Immigrazione. Europa di muri, Italia di SPRAR

LATINA – L’ONU, Organizzazione delle Nazioni Unite, tramite il sottosegretario per gli affari umanitari Stephen O´Brien, a seguito dell’offensiva anti-Isis in corso a Mosul in Iraq, ha nei giorni scorsi denunciato perplessità sulla sorte di 1,2 milioni di possibili sfollati, che potrebbero diventare potenziali scudi umani nel conflitto tra l’ISIS e le forze dell’esercito iracheno. E quella che si preannuncia come la più grande operazione per liberare la città irachena, caduta nelle mani dell’Isis nel giugno 2014, potrebbe provocare una nuova migrazione di civili verso la Siria. Al riguardo, l’UNHCR, Alto Commissariato delle Nazioni Unite per i rifugiati, ha stimato che tra il 1° gennaio e il 30 settembre 2016 sono già sbarcati in Europa circa 300.000 immigrati, di cui 166.749 in Grecia e 131.702 in Italia, evidenziando tuttavia una diminuzione di sbarchi in quest’ultima del 40% rispetto all’anno scorso.

L’Europa non è ancora riuscita a produrre una politica comune di accoglienza e integrazione, da adottare per i profughi o i rifugiati già presenti sul territorio. L’unico accordo per ora, preso all’unanimità dai paesi dell’UE nei confronti degli immigrati, è stato quello firmato con il primo ministro turco Erdogan a marzo scorso, per bloccare i migranti oltre l’Egeo: una manovra costata già 3 miliardi di euro all’Unione Europea, contro i 6 miliardi chiesti dalla Turchia.

Sabrina Yousfi è una cittadina italiana di origine algerina che ha collaborato alla campagna #overthefortress del progetto Melting Pot Europa (Sostegno ai diritti degli immigrati provenienti dalle zone di conflitto del Medio Oriente, bloccati dopo l’accordo tra UE e Turchia, quindi esclusi dalla possibilità di richiedere asilo in Europa – ndr), nonché socia della cooperativa sociale “Alternata Silos”, che da 10 anni si occupa di immigrati a Itri, Comune in provincia di Latina. Attualmente lavora in un Cas, centro di accoglienza straordinaria o prima accoglienza; e in uno SPRAR, servizio centrale di protezione per richiedenti asilo e rifugiati, centro di seconda accoglienza di Itri. Ha risposto alle nostre domande circa la gestione e il funzionamento del processo di migrazione in Italia.

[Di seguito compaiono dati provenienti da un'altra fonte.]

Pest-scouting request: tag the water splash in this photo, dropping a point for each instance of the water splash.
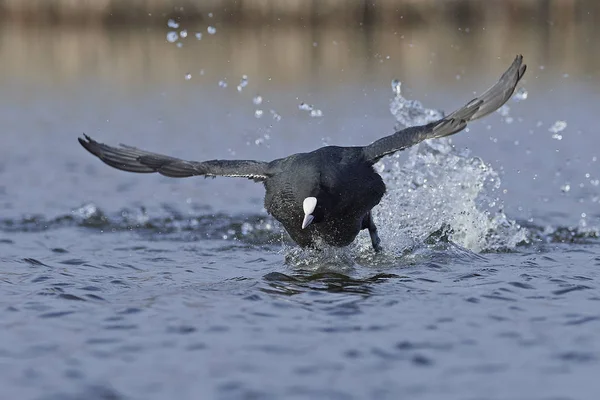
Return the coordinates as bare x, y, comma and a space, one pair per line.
440, 189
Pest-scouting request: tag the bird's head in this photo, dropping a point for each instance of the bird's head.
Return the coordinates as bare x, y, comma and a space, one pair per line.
313, 211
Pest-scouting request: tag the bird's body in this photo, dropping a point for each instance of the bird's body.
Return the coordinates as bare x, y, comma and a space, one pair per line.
346, 182
325, 195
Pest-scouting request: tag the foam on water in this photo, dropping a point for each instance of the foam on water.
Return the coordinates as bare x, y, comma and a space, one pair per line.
438, 188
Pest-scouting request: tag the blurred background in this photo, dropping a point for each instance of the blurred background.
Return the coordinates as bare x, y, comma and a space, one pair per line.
63, 40
226, 78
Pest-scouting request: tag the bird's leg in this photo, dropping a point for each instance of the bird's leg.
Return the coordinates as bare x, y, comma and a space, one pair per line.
370, 225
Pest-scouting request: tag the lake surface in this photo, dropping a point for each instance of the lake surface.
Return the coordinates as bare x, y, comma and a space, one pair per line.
125, 286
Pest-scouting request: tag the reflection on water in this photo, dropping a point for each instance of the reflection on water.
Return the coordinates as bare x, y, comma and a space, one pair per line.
120, 286
288, 55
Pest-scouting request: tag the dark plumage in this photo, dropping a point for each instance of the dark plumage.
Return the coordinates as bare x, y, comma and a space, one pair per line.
325, 195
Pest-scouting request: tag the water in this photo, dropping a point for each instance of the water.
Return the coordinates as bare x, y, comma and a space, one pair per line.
125, 286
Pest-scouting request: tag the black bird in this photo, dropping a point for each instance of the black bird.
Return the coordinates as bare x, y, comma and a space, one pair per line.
326, 195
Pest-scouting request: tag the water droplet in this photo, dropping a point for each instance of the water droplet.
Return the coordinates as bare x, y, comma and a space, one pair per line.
243, 83
397, 87
558, 126
521, 94
172, 37
504, 110
276, 116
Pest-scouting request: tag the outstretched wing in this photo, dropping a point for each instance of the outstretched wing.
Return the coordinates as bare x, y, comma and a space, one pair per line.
479, 107
131, 159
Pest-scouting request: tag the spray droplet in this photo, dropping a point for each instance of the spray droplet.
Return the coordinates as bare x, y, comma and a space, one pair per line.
243, 83
276, 116
172, 37
396, 87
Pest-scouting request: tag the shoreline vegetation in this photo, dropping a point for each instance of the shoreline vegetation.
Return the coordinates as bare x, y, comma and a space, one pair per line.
299, 12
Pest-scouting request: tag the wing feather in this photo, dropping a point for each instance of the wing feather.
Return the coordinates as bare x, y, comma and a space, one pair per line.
128, 158
479, 107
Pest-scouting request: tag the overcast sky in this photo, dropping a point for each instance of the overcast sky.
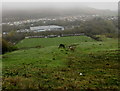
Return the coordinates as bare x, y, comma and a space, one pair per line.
60, 0
29, 5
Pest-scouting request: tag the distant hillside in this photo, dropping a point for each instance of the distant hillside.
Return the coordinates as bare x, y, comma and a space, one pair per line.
53, 12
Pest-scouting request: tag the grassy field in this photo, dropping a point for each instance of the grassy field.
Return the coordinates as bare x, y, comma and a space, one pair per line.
47, 67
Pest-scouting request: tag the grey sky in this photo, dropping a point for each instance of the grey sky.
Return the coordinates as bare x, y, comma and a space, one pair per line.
32, 5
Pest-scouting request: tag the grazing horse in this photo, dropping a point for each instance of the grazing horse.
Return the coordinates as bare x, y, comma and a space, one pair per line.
61, 46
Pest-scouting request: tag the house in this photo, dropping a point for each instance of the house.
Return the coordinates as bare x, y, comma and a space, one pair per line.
46, 28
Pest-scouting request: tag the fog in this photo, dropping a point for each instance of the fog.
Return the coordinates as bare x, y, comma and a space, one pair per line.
59, 5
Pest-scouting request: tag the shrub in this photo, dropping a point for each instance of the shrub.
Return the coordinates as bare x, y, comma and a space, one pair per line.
7, 47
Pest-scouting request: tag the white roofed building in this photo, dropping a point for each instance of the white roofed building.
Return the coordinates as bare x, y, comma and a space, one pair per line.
46, 28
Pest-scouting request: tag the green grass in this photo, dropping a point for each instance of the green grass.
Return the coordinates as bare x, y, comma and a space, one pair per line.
44, 42
52, 68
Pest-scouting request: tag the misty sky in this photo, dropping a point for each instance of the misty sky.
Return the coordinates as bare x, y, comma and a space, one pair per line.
31, 5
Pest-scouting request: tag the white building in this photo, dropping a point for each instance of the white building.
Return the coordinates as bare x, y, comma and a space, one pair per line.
46, 28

La differenza tra i CAS e gli SPRAR?

«I Cas o centri straordinari, gestiti dal Ministero degli Interni tramite le prefetture, sono nati per ovviare la mancanza di posti nei centri di prima accoglienza, qui avviene un primo Hotspot di registrazione, riconoscimento e collocamento a seconda dello status richiesto, sono posti di permanenza limitata e temporanea, in attesa dello status, per poi trasferire la persona nelle strutture di accoglienza secondaria. Gli Sprar invece, servizio centrale di protezione per richiedenti asilo e rifugiati, sono centri di seconda accoglienza, gestiti dagli enti locali, dove si verifica una concreta integrazione tra gli immigrati e il territorio che li accoglie, con programmi scolastici e lavorativi finanziati dal fondo nazionale».

Come funzionano?

«Facendo capo a due poteri diversi, uno centrale e l’altro locale, tra i due c’è un divario di gestione e funzionamento. I primi adottano ancora una politica emergenziale, con un dispendio di tempo e risorse: mancano o sono poche le figure centrali previste all’inizio di un percorso di accoglienza, come psicologi, interpreti e mediatori culturali, non garantiscono personale competente che valuti anche gli aspetti psicologici, e seguono solo procedure dettate dal Ministero, cioè inevitabilmente lì si accumulano più persone possibili, anche oltre il massimo previsto, senza offrir loro nessuna prospettiva. Sempre lì, restano in attesa della Commissione per la richiesta di asilo, che se rigettata porta a un iter di oltre due anni, ben oltre i sei mesi massimi di permanenza previsti nei Cas. Al contrario, i secondi, gestiti localmente, sono all’incirca 400 tra comuni e provincie, ed essendo finanziati dal fondo nazionale sono ancora pochi e soggetti a forte controllo e vigilanza. In molte regioni ci sono stati importanti risultati che ci fanno ben sperare in una buona integrazione locale».

Come funziona invece in Europa?

«Non essendoci una disciplina unitaria sulle politiche da adottare nei confronti dell’immigrazione, accade di tutto. La Grecia per esempio è stata sanzionata perché non rispettava i diritti umani, sfruttando gli immigrati con paghe bassissime, poi ha alzato un muro al confine con la Turchia. L’Austria ha deciso di creare una barriera sul Brennero, e l’Ungheria lo ha fatto contro la Serbia. La Germania invece ha accettato solo siriani e curdi, i quali sono laici e altamente istruiti, dunque con un divario culturale sicuramente inferiore rispetto a quello di un immigrato dei paesi dell’Africa. Tutto questo indica una profonda spaccatura tra i paesi dell’UE, che ci porta a pensare lontani da una politica unitaria sull’immigrazione, e con l’accordo con la Turchia, siamo molto lontani dai valori a cui ci ispiravamo».